Create an Expectation

An Expectation is a verifiable assertion about your data. Expectations make implicit assumptions about your data explicit, and they provide a flexible, declarative language for describing expected behavior. They can help you better understand your data and help you improve data quality.

Prerequisites

Procedure

  1. Choose an Expectation to create.

    GX comes with many built in Expectations to cover your data quality needs. You can find a catalog of these Expectations in the Expectation Gallery. When browsing the Expectation Gallery you can filter the available Expectations by the data quality issue they address and by the Data Sources they support.

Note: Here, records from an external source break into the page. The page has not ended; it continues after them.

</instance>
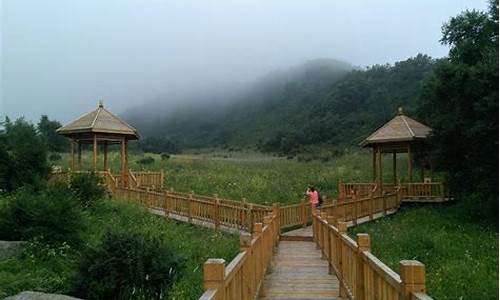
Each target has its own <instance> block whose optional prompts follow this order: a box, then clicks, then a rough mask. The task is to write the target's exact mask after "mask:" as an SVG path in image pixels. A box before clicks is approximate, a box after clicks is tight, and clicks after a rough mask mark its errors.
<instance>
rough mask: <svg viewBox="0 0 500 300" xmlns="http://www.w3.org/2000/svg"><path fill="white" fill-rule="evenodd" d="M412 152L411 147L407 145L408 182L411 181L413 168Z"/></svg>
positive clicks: (409, 181) (412, 179)
mask: <svg viewBox="0 0 500 300" xmlns="http://www.w3.org/2000/svg"><path fill="white" fill-rule="evenodd" d="M411 164H412V153H411V147H410V145H408V182H410V183H411V182H412V181H413V169H412V165H411Z"/></svg>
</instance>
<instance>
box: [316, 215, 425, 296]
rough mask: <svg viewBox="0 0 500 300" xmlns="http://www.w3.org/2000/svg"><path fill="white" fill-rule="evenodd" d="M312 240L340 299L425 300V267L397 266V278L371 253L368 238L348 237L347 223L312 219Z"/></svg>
mask: <svg viewBox="0 0 500 300" xmlns="http://www.w3.org/2000/svg"><path fill="white" fill-rule="evenodd" d="M313 226H314V232H315V234H314V240H315V242H316V244H317V245H318V247H319V248H320V249H321V252H322V255H323V257H324V258H325V259H326V260H327V261H328V267H329V271H330V273H333V274H335V275H336V276H337V277H338V279H339V281H340V296H341V297H348V298H349V299H356V300H362V299H386V300H406V299H408V300H410V299H413V300H424V299H431V298H430V297H429V296H427V294H425V266H424V265H423V264H422V263H420V262H418V261H415V260H403V261H401V262H400V274H401V276H400V275H398V274H397V273H396V272H394V271H392V270H391V269H390V268H389V267H388V266H387V265H385V264H384V263H383V262H381V261H380V260H379V259H378V258H377V257H375V256H374V255H373V254H371V252H370V236H369V235H368V234H358V235H357V239H356V241H354V240H353V239H351V238H350V237H349V236H348V235H347V223H346V222H338V221H337V220H336V219H335V217H334V216H328V215H327V214H326V213H325V212H322V213H319V212H318V213H315V214H314V215H313Z"/></svg>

There is also a search bar that will let you filter Expectations by matching text in their name or description.

    In your code, you will find the classes for Expectations in the expectations module:

    Python
    from great_expectations import expectations as gxe
  2. Determine the Expectation's required parameters

    To determine the parameters your Expectation uses to evaluate data, reference the Expectation's entry in the Expectation Gallery. Under the Args section you will find a list of parameters that are necessary for the Expectation to be evaluated, along with the a description of the value that should be provided.

    Parameters that indicate a column, list of columns, or a table must be provided when the Expectation is created. The value in these parameters is used to differentiate instances of the same Expectation class. All other parameters can be set when the Expectation is created or be assigned a dictionary lookup that will allow them to be set at runtime.

  3. Optional. Determine the Expectation's other parameters

    In addition to the parameters that are required for an Expectation to evaluate data all Expectations also support some standard parameters that determine how strictly Expectations are evaluated and permit the addition of metadata. In the Expectations Gallery these are found under each Expectation's Other Parameters section.

    These parameters are:

    ParameterPurpose
    metaA dictionary of user-supplied metadata to store with an Expectation. This dictionary can be used to add notes about the purpose and intended use of an Expectation.
    mostlyA special argument that allows for fuzzy validation of ColumnMapExpectations and MultiColumnMapExpectations based on a percentage of successfully validated rows. If the percentage is high enough, the Expectation will return a success value of true.
  4. Create the Expectation.

    Using the Expectation class you picked and the parameters you determined when referencing the Expectation Gallery, you can create your Expectation.

    In this example the ExpectColumnMaxToBeBetween Expectation is created and all of its parameters are defined in advance while leaving strict_min and strict_max as their default values:

    Python
    preset_expectation = gx.expectations.ExpectColumnMaxToBeBetween(
    column="passenger_count", min_value=1, max_value=6
    )